A primitive for online sequential aggregation in Python. Maintain a mutable numeric sequence; query exact aggregates over any range in O(√n); plug in any associative reducer (any monoid).

When to reach for it

Need Use
Immutable series, range aggregates Prefix sums
Frequent point updates, log-time queries Segment tree / Fenwick tree
Fixed-width rolling windows pandas.rolling() / polars.rolling()
Mutable series, arbitrary range queries, multi-fold livefold

Common shapes: request latencies, sensor readings, trade prices, telemetry events.

Quickstart

pip install livefold
from livefold import LiveFold

lf = LiveFold([1, 2, 3, 4, 5, 6], folds={"sum": sum, "max": max, "min": min})

lf.append(7)
lf.query(0, 5)
# → {"sum": 21, "max": 6, "min": 1}

# Mutate freely; aggregates stay current
lf[2] = -1
lf.query(2, 5)
# → {"sum": 9, "max": 6, "min": -1}

Performance

Query latency vs collection size

At n = 10⁷, livefold's median range query is 69 µs vs naive Python's 29 ms (~400× faster), and median append cost is ~2 µs across all n while every other backend with a competitive query path (numpy, pandas) degrades linearly on every append. livefold's amortized append is O(√n) — boundary-crossing rebuilds are rare (~one per √n appends) but real — so the median characterizes typical streaming latency, not the rare rebuild spike.
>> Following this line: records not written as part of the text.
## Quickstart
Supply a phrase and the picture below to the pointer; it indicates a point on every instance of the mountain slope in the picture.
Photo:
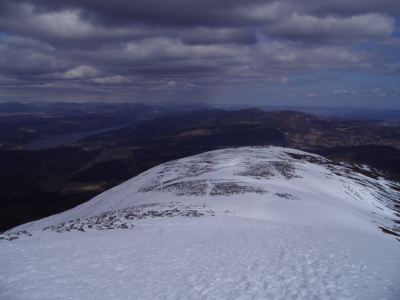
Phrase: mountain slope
(258, 222)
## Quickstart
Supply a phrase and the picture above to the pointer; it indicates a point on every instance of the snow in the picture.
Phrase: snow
(244, 223)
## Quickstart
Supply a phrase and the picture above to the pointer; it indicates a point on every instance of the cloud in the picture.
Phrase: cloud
(139, 47)
(83, 71)
(114, 79)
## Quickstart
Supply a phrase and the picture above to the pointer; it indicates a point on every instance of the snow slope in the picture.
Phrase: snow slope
(243, 223)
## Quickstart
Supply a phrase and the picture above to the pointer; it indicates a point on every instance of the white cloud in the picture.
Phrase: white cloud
(113, 79)
(83, 71)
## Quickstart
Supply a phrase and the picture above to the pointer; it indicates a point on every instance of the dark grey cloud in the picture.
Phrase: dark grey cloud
(135, 48)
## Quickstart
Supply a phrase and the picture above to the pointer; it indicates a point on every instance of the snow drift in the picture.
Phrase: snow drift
(248, 223)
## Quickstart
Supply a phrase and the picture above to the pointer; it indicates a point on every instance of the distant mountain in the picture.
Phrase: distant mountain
(249, 222)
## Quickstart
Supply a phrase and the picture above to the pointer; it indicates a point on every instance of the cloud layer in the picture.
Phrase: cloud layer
(174, 50)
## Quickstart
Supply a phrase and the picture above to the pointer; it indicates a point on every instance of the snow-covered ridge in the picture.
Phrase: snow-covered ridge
(244, 223)
(253, 182)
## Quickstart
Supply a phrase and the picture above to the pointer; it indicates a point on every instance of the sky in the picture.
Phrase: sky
(341, 53)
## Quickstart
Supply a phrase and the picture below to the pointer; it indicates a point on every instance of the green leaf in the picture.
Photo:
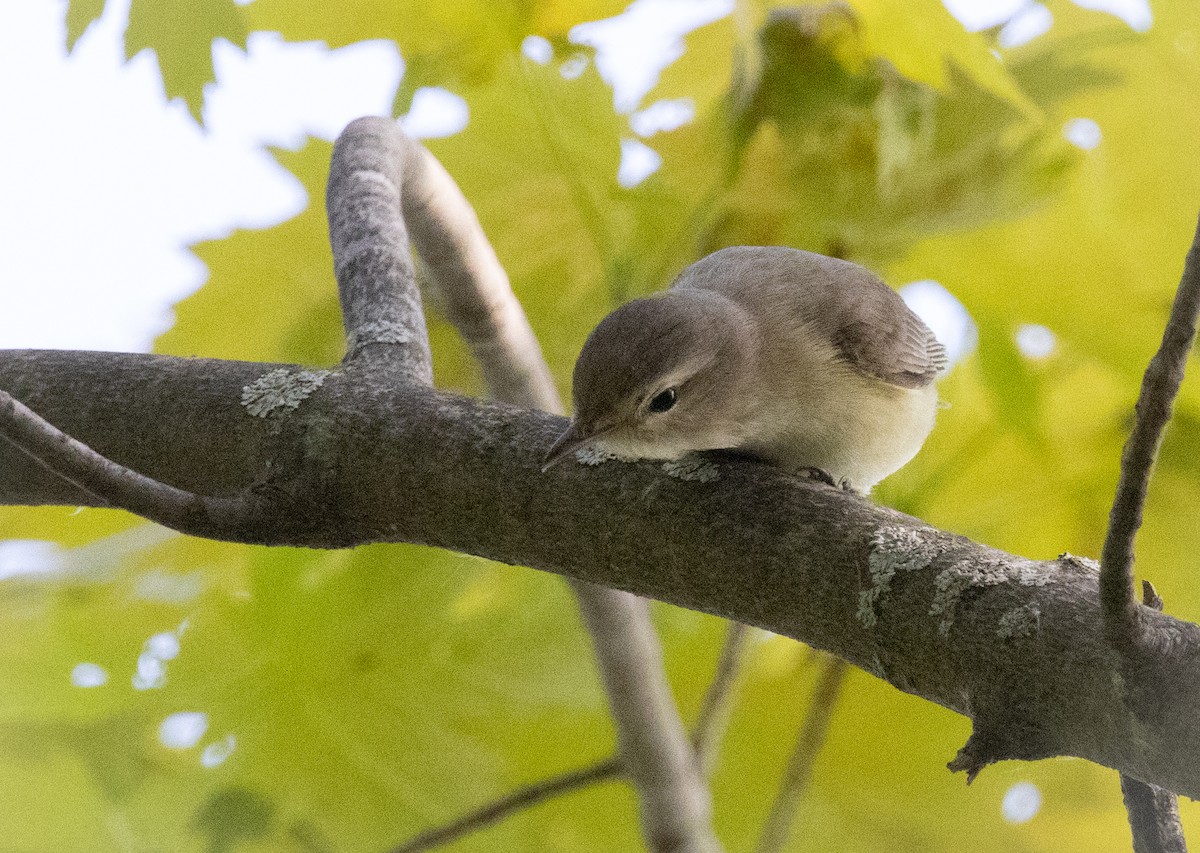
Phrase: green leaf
(79, 16)
(181, 34)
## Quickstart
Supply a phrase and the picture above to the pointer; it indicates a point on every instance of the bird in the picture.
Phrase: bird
(795, 359)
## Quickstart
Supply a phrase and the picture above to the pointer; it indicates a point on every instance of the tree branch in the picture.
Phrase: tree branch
(109, 484)
(1153, 812)
(659, 761)
(1153, 412)
(964, 625)
(799, 766)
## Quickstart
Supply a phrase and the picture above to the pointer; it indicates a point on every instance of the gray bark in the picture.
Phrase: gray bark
(1013, 643)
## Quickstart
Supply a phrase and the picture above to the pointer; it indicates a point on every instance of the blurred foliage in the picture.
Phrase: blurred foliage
(351, 700)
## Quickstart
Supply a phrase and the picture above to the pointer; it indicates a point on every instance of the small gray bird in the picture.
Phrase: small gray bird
(801, 360)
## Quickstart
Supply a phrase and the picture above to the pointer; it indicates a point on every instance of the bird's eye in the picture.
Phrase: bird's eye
(663, 401)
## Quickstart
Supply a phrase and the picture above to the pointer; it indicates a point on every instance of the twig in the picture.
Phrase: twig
(1153, 812)
(114, 484)
(376, 281)
(522, 798)
(652, 742)
(651, 739)
(1153, 410)
(705, 734)
(714, 710)
(799, 764)
(474, 288)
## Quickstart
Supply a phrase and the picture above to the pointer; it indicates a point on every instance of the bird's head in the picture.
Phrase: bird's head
(661, 377)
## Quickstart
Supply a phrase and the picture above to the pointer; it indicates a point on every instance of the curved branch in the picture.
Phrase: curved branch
(1153, 410)
(971, 628)
(1153, 812)
(654, 748)
(376, 282)
(473, 286)
(714, 710)
(804, 755)
(114, 485)
(525, 797)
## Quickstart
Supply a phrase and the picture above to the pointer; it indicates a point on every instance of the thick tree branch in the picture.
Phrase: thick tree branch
(376, 283)
(1153, 412)
(967, 626)
(714, 710)
(1153, 812)
(525, 797)
(657, 755)
(804, 755)
(111, 484)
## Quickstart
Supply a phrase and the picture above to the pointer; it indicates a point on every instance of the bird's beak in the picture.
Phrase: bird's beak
(573, 438)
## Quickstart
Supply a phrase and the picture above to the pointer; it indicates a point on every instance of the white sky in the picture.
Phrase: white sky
(106, 181)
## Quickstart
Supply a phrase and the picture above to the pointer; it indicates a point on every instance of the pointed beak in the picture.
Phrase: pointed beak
(574, 438)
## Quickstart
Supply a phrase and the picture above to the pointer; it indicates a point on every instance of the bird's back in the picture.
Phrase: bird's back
(840, 302)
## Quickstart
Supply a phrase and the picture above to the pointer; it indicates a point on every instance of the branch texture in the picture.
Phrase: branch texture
(1153, 412)
(655, 751)
(971, 628)
(804, 755)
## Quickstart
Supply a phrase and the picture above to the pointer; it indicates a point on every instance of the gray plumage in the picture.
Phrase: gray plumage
(802, 360)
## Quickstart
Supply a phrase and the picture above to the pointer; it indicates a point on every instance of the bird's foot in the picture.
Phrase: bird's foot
(822, 475)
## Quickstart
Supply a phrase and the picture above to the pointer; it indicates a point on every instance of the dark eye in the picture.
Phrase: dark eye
(663, 401)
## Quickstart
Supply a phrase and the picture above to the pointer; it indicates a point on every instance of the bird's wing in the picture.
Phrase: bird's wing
(864, 319)
(879, 335)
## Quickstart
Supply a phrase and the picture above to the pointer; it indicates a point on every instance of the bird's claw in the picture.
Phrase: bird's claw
(822, 475)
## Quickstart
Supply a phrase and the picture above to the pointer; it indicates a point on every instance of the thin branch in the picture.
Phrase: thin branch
(114, 485)
(1153, 410)
(1153, 812)
(799, 766)
(473, 286)
(705, 737)
(411, 464)
(525, 797)
(714, 710)
(376, 281)
(654, 748)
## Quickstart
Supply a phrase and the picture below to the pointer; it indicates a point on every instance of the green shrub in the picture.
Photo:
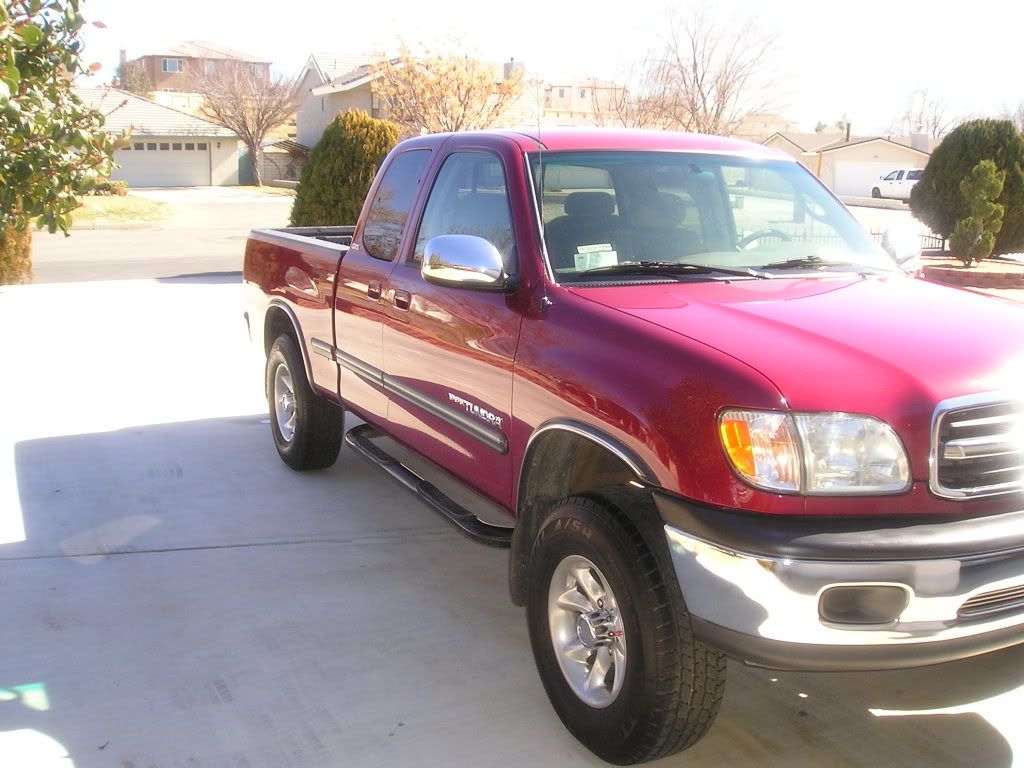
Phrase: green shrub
(937, 199)
(15, 255)
(341, 168)
(974, 237)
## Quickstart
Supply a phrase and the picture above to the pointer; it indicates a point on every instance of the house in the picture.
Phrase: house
(165, 146)
(851, 165)
(173, 71)
(331, 83)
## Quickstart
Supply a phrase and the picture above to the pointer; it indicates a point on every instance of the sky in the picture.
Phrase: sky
(858, 58)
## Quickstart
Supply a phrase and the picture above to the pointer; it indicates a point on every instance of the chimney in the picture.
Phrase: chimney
(511, 67)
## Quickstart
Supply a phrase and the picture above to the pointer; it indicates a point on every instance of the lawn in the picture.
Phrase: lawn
(115, 210)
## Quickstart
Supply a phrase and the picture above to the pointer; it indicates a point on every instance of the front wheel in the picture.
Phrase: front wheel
(611, 636)
(307, 429)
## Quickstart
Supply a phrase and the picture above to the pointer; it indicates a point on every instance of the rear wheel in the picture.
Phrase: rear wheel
(307, 429)
(611, 636)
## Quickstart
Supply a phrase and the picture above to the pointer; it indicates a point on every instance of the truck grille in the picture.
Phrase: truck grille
(978, 448)
(998, 601)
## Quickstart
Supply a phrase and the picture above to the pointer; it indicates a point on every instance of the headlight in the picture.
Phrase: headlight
(814, 454)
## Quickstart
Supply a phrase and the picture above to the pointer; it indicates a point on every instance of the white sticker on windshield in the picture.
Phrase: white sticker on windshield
(590, 257)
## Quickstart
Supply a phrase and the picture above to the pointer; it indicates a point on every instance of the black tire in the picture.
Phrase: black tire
(673, 684)
(318, 424)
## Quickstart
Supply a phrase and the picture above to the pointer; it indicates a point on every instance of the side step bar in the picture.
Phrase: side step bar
(360, 439)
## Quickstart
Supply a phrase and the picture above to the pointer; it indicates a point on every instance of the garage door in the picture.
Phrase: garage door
(164, 163)
(856, 179)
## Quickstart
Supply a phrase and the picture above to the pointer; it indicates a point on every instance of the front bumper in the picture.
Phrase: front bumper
(754, 585)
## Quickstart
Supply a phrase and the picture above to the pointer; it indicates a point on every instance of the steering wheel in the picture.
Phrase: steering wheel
(743, 242)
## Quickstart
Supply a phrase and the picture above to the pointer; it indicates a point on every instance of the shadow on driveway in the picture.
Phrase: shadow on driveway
(181, 598)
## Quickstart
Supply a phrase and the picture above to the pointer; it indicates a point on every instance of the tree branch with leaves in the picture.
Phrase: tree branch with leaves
(52, 145)
(237, 97)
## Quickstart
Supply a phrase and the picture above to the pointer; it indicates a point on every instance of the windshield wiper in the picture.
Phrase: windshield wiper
(672, 267)
(811, 262)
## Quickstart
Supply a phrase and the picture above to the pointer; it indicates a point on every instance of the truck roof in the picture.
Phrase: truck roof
(619, 138)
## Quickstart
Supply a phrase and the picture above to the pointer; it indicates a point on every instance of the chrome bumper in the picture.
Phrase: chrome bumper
(766, 608)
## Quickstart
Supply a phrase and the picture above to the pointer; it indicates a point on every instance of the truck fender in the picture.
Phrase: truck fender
(281, 318)
(564, 457)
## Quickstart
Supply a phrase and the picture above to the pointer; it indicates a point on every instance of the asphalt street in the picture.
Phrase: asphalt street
(206, 233)
(173, 596)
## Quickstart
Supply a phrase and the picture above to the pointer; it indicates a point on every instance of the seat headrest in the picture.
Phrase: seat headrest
(659, 209)
(590, 204)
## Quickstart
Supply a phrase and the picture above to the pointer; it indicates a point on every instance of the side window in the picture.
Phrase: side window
(388, 212)
(470, 197)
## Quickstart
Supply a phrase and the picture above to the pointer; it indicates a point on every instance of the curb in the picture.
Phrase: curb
(883, 203)
(969, 279)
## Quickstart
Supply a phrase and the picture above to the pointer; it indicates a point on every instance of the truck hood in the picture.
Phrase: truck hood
(889, 345)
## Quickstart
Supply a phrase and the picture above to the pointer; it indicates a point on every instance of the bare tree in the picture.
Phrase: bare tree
(925, 114)
(639, 102)
(710, 73)
(239, 97)
(439, 93)
(718, 70)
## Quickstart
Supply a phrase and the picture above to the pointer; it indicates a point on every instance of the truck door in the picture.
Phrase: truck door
(359, 297)
(449, 351)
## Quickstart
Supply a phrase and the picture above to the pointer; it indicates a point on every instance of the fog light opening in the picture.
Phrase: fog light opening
(863, 604)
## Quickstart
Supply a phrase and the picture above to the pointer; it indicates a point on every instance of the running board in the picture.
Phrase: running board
(360, 439)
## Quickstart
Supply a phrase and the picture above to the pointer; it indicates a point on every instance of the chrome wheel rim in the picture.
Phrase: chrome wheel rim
(284, 401)
(587, 632)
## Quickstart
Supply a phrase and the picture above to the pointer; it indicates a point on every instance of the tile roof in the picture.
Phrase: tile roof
(333, 66)
(145, 118)
(202, 49)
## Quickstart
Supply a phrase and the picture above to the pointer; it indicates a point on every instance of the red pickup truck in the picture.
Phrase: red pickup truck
(722, 420)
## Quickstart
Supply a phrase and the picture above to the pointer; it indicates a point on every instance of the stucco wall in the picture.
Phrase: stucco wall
(315, 113)
(869, 152)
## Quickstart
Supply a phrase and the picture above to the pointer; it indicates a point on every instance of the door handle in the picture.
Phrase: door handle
(402, 299)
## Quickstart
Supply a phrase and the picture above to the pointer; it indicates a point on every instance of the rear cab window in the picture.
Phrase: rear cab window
(469, 197)
(392, 201)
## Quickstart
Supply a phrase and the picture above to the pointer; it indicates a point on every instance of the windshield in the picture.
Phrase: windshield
(605, 211)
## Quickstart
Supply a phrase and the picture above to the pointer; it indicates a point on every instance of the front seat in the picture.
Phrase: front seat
(589, 220)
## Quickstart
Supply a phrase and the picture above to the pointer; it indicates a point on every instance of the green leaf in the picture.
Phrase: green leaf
(31, 34)
(11, 76)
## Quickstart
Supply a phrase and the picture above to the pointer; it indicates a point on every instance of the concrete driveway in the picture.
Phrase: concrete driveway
(206, 233)
(175, 597)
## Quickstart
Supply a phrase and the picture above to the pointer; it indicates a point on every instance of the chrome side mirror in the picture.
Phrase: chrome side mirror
(904, 247)
(464, 261)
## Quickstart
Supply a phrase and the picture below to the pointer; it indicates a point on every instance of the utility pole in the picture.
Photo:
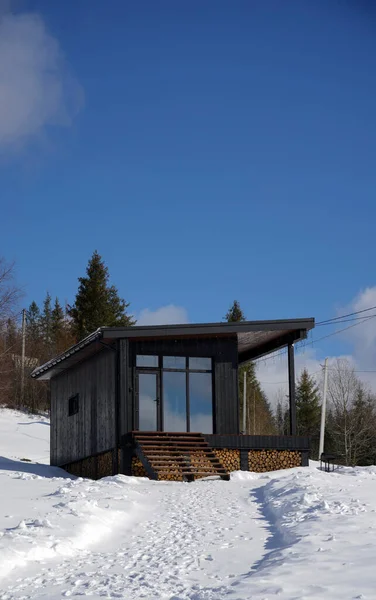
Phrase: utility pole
(23, 355)
(245, 403)
(323, 409)
(254, 411)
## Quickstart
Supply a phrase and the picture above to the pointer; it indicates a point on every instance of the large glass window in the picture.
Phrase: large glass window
(174, 401)
(186, 385)
(147, 401)
(201, 402)
(174, 362)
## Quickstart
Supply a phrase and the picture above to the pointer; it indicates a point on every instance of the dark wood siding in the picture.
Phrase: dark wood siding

Full methodology, append benchmarks, comparison against four backends, and the reproduction script: benchmarks/.

Examples

Two runnable Streamlit demos in examples/:

  • system_metrics/ — live psutil-driven CPU/memory dashboard with arbitrary-range aggregate queries. Runs entirely offline.
  • crypto_ticks/ — synthetic BTC/USD tick stream with high/low/avg-price queries. Includes a drop-in recipe for real Binance ticks.

API

LiveFold(data: Iterable, folds: dict[str, Callable])
Member Returns Notes
lf.append(x) None Amortized O(√n); worst-case O(n) on perfect-square crossings
lf.query(left, right) dict[str, Any] O(√n); inclusive bounds
lf.blocks list[list] Underlying √n-sized blocks
lf.folded_values dict[str, list] Per-fold, per-block aggregates
lf.insert / pop / extend / remove / sort / ... Standard list methods; blocks and folds updated in place

LiveFold subclasses list, so it's a drop-in for any code that expected a plain list — until you start calling query.

Time-indexed queries: TimeIndexedLiveFold

For monotonic streams where you want to query by time instead of index, TimeIndexedLiveFold carries a parallel timestamp per element and exposes query_time_range — still O(√n).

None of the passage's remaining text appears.